Discussão - 6 comentários

  1. Sávio. disse:

    Bem, acho que não devemos fazer nada esperando algo em troca, pois isso é individualismo, estou certo?

    Mas realmente é bastante difícil atualmente encontrar alguém bom o bastante nos dias atuais, ainda mais em um mundo tão capitalista e egocêntrico como o nosso...

    Então, é isso o que eu penso!

  2. André Rabelo disse:

    Sávio,

    obrigado por compartilhar o que você pensa sobre o assunto. Eu não vejo muitos problemas em fazer coisas esperando algo em troca, mas acho bacana saber que muitas vezes agimos motivados altruísticamente, ou seja, com a meta final e principal de beneficiar o outro, sem perceber. Os estudos que eu comentei no texto indicam que isso é mais comum do que muitos imaginam.

    Eu sempre me surpreendo com o número de pessoas boas e gentis que tenho conhecido nos últimos tempos, apesar do capitalismo e do egocentrismo predominantes estarem sempre tentando nos atrapalhar a encontrar estas pessoas...

    Abraço!

  3. Luiz Verissimo disse:

    recentemente eu e uma amiga estávamos discutindo sobre esse assunto e não conseguimos chegar à uma conclusão, creio que esse texto pode nos ajudar!

  4. Nilton Lisita disse:

    Super interessante! Os Altruímos deveriam ler esse texto! Gostei! Parabéns!
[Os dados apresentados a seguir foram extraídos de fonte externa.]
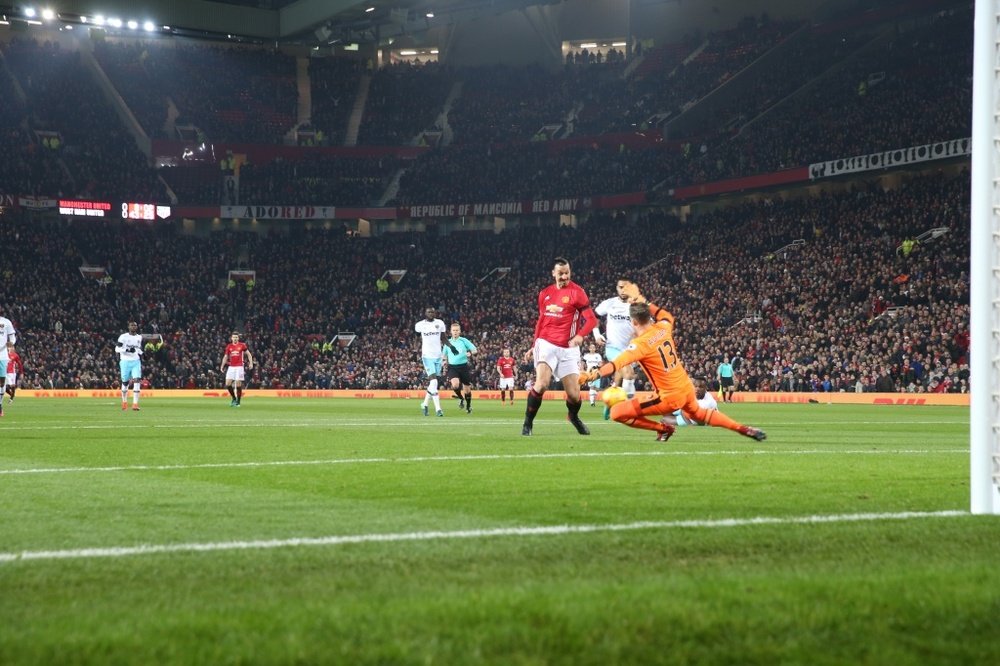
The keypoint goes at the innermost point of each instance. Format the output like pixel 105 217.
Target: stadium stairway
pixel 447 133
pixel 113 98
pixel 884 35
pixel 302 81
pixel 693 119
pixel 358 111
pixel 392 188
pixel 15 84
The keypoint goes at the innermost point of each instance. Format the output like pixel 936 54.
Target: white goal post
pixel 985 262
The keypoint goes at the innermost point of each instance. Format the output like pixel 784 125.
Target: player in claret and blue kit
pixel 129 350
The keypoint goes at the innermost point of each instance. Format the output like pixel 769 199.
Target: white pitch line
pixel 334 422
pixel 440 535
pixel 473 457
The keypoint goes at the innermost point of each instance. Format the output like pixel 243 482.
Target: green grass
pixel 885 590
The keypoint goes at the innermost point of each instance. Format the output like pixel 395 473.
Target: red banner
pixel 526 207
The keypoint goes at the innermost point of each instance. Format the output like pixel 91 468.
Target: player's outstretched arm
pixel 630 290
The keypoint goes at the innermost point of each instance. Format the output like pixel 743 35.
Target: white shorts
pixel 564 361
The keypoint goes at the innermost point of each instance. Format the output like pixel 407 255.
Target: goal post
pixel 985 262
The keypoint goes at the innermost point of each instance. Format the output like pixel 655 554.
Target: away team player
pixel 591 361
pixel 432 338
pixel 653 348
pixel 129 350
pixel 505 368
pixel 14 370
pixel 619 334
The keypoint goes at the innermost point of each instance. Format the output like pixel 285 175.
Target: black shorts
pixel 460 372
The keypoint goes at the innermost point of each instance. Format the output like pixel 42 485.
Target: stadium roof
pixel 308 21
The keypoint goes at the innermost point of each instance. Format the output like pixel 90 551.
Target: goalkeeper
pixel 653 348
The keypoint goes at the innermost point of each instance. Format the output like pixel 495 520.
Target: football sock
pixel 714 417
pixel 534 402
pixel 574 409
pixel 431 392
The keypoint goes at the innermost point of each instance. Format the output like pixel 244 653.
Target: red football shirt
pixel 560 312
pixel 505 364
pixel 235 354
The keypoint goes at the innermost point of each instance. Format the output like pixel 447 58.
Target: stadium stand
pixel 100 156
pixel 403 101
pixel 795 318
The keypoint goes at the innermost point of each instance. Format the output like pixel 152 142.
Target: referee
pixel 459 373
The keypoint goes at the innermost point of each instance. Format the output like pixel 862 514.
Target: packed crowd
pixel 835 93
pixel 912 89
pixel 230 93
pixel 404 100
pixel 334 87
pixel 317 179
pixel 843 310
pixel 502 104
pixel 101 160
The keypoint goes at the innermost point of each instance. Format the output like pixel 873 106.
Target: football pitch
pixel 361 532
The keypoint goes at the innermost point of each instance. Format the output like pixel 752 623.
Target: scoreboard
pixel 129 210
pixel 141 211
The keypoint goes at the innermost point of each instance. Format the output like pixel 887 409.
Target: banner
pixel 891 158
pixel 279 212
pixel 805 400
pixel 35 203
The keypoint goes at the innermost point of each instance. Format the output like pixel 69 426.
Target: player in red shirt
pixel 14 369
pixel 505 368
pixel 234 356
pixel 564 320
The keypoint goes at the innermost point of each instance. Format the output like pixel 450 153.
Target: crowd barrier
pixel 940 399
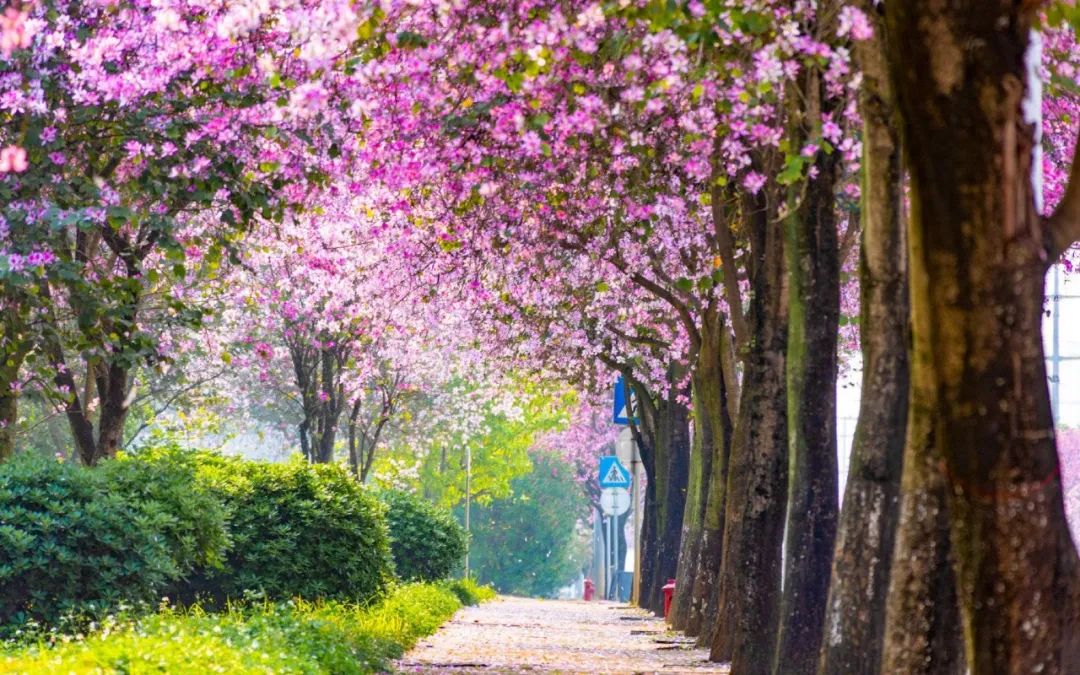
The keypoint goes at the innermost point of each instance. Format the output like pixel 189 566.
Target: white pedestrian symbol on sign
pixel 612 473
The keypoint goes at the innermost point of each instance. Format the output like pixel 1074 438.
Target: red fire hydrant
pixel 669 590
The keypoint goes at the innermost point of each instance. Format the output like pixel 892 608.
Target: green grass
pixel 286 637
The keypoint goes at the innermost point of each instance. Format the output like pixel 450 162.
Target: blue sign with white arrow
pixel 612 473
pixel 621 409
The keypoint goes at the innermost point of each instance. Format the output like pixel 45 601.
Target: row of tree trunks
pixel 813 272
pixel 713 424
pixel 663 440
pixel 689 557
pixel 981 455
pixel 855 612
pixel 757 472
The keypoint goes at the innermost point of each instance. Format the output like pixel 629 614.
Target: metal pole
pixel 468 498
pixel 1055 354
pixel 615 554
pixel 636 586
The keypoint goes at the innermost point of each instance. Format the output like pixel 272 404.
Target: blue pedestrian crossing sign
pixel 612 473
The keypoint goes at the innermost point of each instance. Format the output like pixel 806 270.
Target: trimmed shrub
pixel 297 530
pixel 70 544
pixel 428 543
pixel 190 516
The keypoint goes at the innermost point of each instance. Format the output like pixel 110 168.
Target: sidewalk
pixel 521 635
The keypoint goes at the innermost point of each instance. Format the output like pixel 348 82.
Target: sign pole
pixel 636 592
pixel 468 498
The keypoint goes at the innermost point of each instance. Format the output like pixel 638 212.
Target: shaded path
pixel 520 635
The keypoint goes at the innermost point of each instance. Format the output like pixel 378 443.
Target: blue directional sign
pixel 621 410
pixel 612 473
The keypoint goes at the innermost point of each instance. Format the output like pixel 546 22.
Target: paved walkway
pixel 520 635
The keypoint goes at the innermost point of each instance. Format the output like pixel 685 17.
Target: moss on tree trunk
pixel 980 255
pixel 855 611
pixel 757 472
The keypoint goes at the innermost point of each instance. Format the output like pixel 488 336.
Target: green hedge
pixel 470 592
pixel 297 530
pixel 428 543
pixel 305 637
pixel 78 542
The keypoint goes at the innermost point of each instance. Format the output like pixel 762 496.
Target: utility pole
pixel 468 499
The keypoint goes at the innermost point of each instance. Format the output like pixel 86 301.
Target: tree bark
pixel 9 417
pixel 980 255
pixel 855 611
pixel 693 516
pixel 757 473
pixel 671 496
pixel 813 272
pixel 711 395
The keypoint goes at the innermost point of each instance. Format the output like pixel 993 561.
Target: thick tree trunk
pixel 713 423
pixel 671 498
pixel 855 611
pixel 711 394
pixel 980 255
pixel 757 472
pixel 813 272
pixel 113 399
pixel 922 625
pixel 647 437
pixel 693 516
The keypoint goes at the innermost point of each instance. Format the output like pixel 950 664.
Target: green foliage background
pixel 427 542
pixel 528 543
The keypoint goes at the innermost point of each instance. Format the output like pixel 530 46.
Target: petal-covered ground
pixel 522 635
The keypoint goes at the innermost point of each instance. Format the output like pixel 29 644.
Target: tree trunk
pixel 711 390
pixel 980 255
pixel 693 516
pixel 671 496
pixel 113 400
pixel 647 437
pixel 855 611
pixel 757 472
pixel 9 417
pixel 813 273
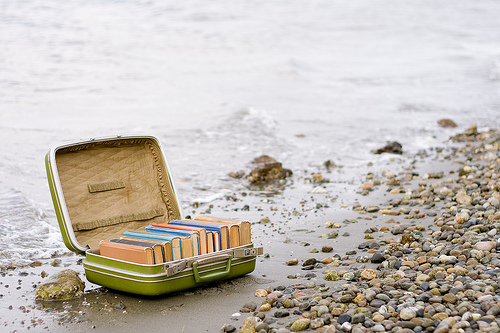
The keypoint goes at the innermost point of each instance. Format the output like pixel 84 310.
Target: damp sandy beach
pixel 219 84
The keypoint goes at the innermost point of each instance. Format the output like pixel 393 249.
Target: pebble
pixel 300 325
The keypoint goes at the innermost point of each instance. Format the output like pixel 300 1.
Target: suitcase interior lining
pixel 113 186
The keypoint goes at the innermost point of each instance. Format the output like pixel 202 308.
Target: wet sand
pixel 295 226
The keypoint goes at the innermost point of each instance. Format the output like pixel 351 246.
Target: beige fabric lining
pixel 88 225
pixel 106 209
pixel 108 186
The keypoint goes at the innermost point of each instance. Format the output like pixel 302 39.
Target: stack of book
pixel 177 239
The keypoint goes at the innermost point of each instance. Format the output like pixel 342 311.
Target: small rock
pixel 368 274
pixel 391 147
pixel 377 258
pixel 265 307
pixel 326 249
pixel 261 293
pixel 447 123
pixel 344 318
pixel 485 246
pixel 300 325
pixel 62 286
pixel 407 314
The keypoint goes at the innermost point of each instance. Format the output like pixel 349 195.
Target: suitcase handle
pixel 211 276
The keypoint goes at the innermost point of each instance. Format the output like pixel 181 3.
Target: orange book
pixel 133 253
pixel 245 232
pixel 202 233
pixel 167 247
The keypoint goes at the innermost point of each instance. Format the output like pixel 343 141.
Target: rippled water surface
pixel 221 82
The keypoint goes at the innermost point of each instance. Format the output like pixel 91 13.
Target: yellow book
pixel 244 226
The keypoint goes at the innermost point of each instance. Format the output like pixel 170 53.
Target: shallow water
pixel 223 82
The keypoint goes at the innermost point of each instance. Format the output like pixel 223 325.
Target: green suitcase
pixel 103 187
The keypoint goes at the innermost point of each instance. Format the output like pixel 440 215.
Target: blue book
pixel 159 257
pixel 174 240
pixel 189 239
pixel 222 229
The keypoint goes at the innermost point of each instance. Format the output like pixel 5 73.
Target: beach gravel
pixel 438 275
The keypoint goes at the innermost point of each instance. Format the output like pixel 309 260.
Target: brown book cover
pixel 132 253
pixel 244 230
pixel 221 228
pixel 167 247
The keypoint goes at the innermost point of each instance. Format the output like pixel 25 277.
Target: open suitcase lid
pixel 103 187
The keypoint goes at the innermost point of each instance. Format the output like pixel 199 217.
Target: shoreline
pixel 284 236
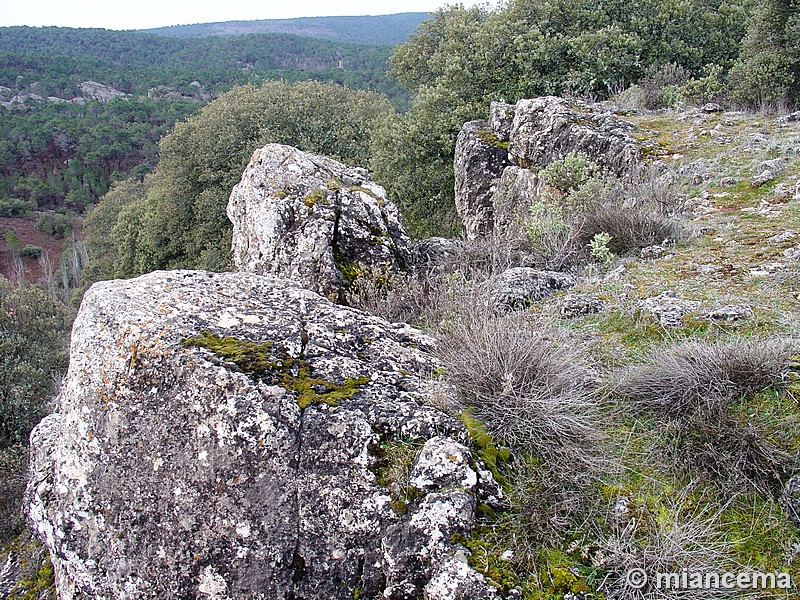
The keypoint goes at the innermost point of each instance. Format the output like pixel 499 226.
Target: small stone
pixel 775 165
pixel 730 313
pixel 501 117
pixel 443 463
pixel 790 118
pixel 456 580
pixel 792 253
pixel 576 305
pixel 434 251
pixel 782 238
pixel 654 252
pixel 783 191
pixel 762 178
pixel 519 287
pixel 668 308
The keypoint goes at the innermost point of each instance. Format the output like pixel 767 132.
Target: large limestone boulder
pixel 480 158
pixel 548 128
pixel 313 220
pixel 227 435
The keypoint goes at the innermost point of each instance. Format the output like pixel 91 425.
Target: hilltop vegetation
pixel 621 440
pixel 381 30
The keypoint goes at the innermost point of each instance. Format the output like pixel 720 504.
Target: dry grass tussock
pixel 701 396
pixel 669 540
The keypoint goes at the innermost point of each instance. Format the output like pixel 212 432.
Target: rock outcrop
pixel 527 137
pixel 480 159
pixel 519 287
pixel 227 435
pixel 312 220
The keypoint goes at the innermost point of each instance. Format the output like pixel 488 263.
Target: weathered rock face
pixel 312 220
pixel 480 160
pixel 196 451
pixel 548 128
pixel 527 137
pixel 519 287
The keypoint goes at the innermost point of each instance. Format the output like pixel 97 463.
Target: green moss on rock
pixel 264 362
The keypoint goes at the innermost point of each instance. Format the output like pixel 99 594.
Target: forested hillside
pixel 64 138
pixel 385 30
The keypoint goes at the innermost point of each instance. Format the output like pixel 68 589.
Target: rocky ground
pixel 627 411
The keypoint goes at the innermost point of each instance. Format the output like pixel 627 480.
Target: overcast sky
pixel 142 14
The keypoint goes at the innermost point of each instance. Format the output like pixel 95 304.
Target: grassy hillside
pixel 384 30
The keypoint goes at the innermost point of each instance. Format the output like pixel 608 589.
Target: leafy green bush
pixel 13 476
pixel 181 221
pixel 34 329
pixel 54 224
pixel 13 243
pixel 571 172
pixel 15 207
pixel 31 251
pixel 768 70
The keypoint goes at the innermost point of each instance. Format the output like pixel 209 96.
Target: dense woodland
pixel 381 30
pixel 65 155
pixel 152 175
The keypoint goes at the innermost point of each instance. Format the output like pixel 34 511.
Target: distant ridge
pixel 383 30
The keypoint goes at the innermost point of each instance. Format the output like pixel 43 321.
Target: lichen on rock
pixel 181 461
pixel 312 220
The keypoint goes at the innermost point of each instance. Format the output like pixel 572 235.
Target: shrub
pixel 677 381
pixel 571 172
pixel 13 243
pixel 13 476
pixel 562 228
pixel 668 536
pixel 34 328
pixel 631 227
pixel 528 383
pixel 661 85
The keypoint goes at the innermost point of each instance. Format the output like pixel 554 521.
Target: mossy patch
pixel 490 138
pixel 313 197
pixel 492 454
pixel 395 459
pixel 36 578
pixel 265 362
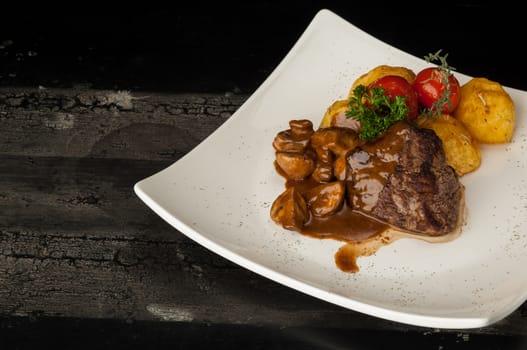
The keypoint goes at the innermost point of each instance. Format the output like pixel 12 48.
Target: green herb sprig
pixel 446 69
pixel 374 110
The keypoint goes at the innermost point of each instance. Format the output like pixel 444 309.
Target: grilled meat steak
pixel 342 187
pixel 403 179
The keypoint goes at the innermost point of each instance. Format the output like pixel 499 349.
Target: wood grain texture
pixel 75 241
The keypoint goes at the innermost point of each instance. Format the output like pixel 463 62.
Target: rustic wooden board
pixel 75 241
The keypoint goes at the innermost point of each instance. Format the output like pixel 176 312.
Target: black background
pixel 223 47
pixel 233 46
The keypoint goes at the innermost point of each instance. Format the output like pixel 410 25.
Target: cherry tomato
pixel 394 85
pixel 435 91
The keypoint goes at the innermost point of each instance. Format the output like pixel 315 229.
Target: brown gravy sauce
pixel 371 166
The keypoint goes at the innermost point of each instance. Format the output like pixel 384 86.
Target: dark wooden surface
pixel 93 101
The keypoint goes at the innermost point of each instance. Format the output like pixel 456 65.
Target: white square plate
pixel 220 193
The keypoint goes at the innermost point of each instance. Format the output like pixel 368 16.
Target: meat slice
pixel 404 181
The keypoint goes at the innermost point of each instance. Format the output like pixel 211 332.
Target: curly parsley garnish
pixel 374 110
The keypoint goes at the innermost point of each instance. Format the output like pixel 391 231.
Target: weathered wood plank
pixel 108 124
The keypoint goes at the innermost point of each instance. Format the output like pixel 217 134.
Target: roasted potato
pixel 486 110
pixel 336 116
pixel 381 71
pixel 461 149
pixel 336 108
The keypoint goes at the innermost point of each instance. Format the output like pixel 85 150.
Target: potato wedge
pixel 461 149
pixel 381 71
pixel 486 110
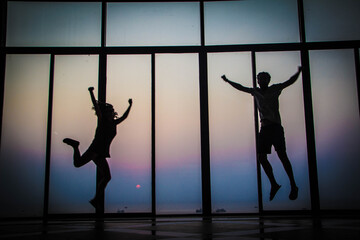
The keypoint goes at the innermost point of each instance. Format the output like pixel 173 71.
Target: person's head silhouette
pixel 263 79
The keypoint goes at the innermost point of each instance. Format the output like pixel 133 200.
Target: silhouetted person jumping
pixel 99 149
pixel 271 132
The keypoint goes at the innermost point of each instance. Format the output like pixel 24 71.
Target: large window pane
pixel 232 135
pixel 53 24
pixel 23 139
pixel 71 188
pixel 337 128
pixel 129 76
pixel 178 160
pixel 281 66
pixel 256 21
pixel 153 24
pixel 332 20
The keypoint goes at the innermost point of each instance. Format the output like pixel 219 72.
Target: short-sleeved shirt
pixel 104 134
pixel 267 102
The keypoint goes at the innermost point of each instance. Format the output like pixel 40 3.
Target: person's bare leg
pixel 78 159
pixel 269 173
pixel 288 169
pixel 105 178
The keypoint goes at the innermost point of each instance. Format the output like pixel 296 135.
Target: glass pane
pixel 337 128
pixel 23 139
pixel 332 20
pixel 129 76
pixel 281 66
pixel 178 154
pixel 232 135
pixel 153 24
pixel 71 188
pixel 256 21
pixel 53 24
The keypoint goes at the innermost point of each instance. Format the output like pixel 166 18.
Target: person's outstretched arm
pixel 126 113
pixel 292 79
pixel 238 86
pixel 95 103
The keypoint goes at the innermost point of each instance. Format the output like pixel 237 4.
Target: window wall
pixel 186 125
pixel 23 137
pixel 178 153
pixel 232 134
pixel 73 117
pixel 281 66
pixel 337 127
pixel 129 76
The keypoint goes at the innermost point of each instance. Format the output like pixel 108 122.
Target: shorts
pixel 271 135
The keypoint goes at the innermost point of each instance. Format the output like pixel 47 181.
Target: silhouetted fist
pixel 224 78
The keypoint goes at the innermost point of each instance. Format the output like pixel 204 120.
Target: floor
pixel 176 228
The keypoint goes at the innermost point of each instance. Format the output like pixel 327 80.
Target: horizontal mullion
pixel 184 49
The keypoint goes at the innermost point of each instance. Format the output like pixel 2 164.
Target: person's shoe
pixel 274 191
pixel 71 142
pixel 294 193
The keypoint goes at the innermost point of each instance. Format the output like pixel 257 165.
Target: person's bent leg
pixel 105 177
pixel 269 173
pixel 289 171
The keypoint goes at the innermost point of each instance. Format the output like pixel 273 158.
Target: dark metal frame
pixel 303 47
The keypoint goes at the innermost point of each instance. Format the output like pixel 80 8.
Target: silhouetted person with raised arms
pixel 99 149
pixel 271 132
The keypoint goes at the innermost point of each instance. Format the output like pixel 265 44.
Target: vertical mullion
pixel 2 58
pixel 153 144
pixel 204 120
pixel 357 72
pixel 102 91
pixel 48 138
pixel 256 120
pixel 309 115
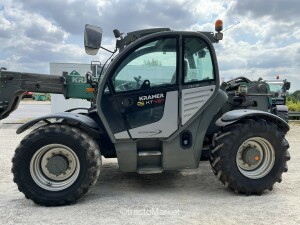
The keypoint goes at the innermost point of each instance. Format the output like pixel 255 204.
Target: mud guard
pixel 236 115
pixel 78 120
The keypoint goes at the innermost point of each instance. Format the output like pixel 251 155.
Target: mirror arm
pixel 108 50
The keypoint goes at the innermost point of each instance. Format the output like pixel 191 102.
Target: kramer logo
pixel 151 97
pixel 150 132
pixel 140 103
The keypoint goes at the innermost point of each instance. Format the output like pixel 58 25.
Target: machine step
pixel 149 170
pixel 149 153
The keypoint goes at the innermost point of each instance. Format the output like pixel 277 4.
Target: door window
pixel 197 61
pixel 152 65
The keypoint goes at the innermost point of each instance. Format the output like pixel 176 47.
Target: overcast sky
pixel 264 44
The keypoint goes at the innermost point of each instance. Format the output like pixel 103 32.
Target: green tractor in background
pixel 268 96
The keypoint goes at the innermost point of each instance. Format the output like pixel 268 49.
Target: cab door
pixel 158 87
pixel 142 101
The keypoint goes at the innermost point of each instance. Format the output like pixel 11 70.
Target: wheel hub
pixel 57 165
pixel 54 167
pixel 255 157
pixel 251 156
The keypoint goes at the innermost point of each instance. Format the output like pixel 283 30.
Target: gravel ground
pixel 177 197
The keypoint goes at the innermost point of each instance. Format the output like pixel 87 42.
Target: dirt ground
pixel 176 197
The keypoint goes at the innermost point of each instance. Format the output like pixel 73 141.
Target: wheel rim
pixel 54 167
pixel 255 157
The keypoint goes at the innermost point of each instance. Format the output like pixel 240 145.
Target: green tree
pixel 152 62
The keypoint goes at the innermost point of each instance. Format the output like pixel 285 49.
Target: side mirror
pixel 201 54
pixel 287 85
pixel 92 39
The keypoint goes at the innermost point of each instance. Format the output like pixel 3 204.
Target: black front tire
pixel 265 140
pixel 43 151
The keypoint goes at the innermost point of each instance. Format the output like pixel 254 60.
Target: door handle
pixel 126 102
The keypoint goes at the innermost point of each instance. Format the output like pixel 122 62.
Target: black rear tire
pixel 43 151
pixel 231 164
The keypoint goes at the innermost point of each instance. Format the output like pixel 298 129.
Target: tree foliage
pixel 152 62
pixel 293 101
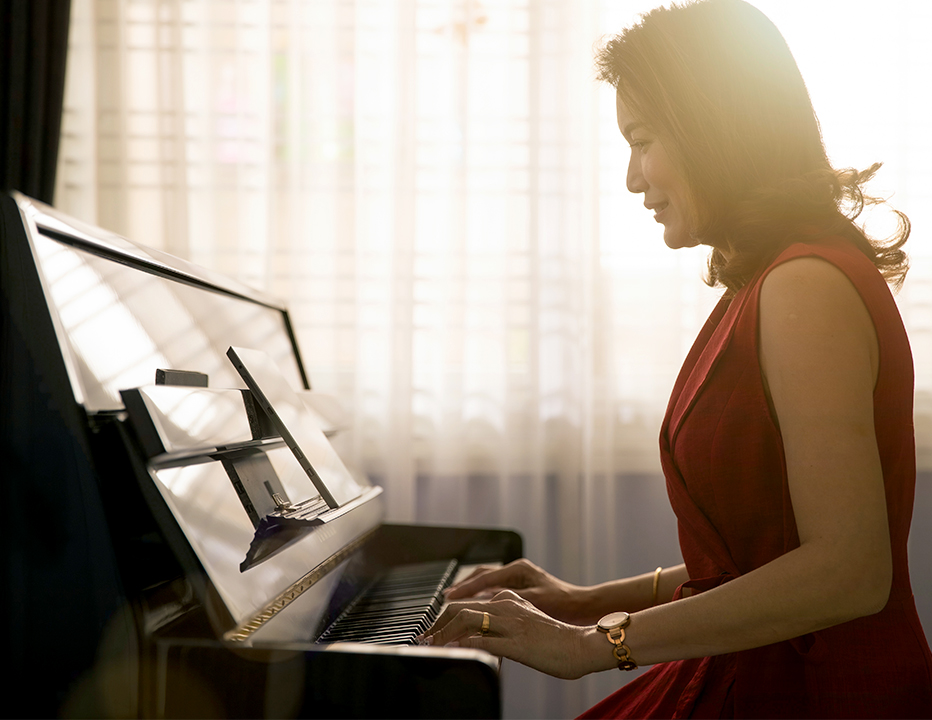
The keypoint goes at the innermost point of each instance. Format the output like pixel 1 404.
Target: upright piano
pixel 166 553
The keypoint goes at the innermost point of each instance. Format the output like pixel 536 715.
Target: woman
pixel 787 445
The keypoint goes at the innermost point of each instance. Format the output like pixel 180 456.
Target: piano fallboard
pixel 168 565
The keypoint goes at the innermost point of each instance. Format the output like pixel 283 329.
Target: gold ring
pixel 484 630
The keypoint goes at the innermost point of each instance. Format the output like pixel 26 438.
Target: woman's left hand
pixel 516 630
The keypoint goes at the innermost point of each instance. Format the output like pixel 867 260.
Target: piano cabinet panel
pixel 205 679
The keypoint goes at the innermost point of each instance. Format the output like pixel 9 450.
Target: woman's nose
pixel 635 179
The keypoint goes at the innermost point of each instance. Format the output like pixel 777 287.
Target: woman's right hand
pixel 559 599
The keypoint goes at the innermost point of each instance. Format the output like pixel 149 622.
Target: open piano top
pixel 169 554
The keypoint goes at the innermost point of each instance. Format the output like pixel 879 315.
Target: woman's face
pixel 651 172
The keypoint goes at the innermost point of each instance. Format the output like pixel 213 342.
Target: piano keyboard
pixel 397 607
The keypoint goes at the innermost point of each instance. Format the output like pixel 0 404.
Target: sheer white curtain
pixel 436 187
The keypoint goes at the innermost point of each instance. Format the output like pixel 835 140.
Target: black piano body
pixel 137 581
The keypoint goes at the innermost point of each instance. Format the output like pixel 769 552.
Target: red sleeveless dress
pixel 723 459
  5. Maria Vilma Baldo disse:

    Quando fazemos o bem ,em 1º lugar estamos fazendo o bem a nós mesmo pois a sensação de bem estar é nossa.Falarmos que aqui se faz e aqui que se paga com certeza quem planta o bem colhe felicidades.É muito prazeroso se fazer o bem e de preferência sem olhar a quem.
    Experimente será recompensado, com certeza

  6. Maria disse:

    Ao doar sangue sinto que sou egoísta, por causa de dois motivos que superam a bondade de doar: 1) tiro um dia de folga do trabalho; 2) me sinto muito bem (feliz, satisfeita) ao poder doar algo que não me faz falta nenhuma.
    Será que neste caso a teoria não está errada? O ato humanitário me deixa tão feliz que por isso seria mais egoísmo que altruísmo?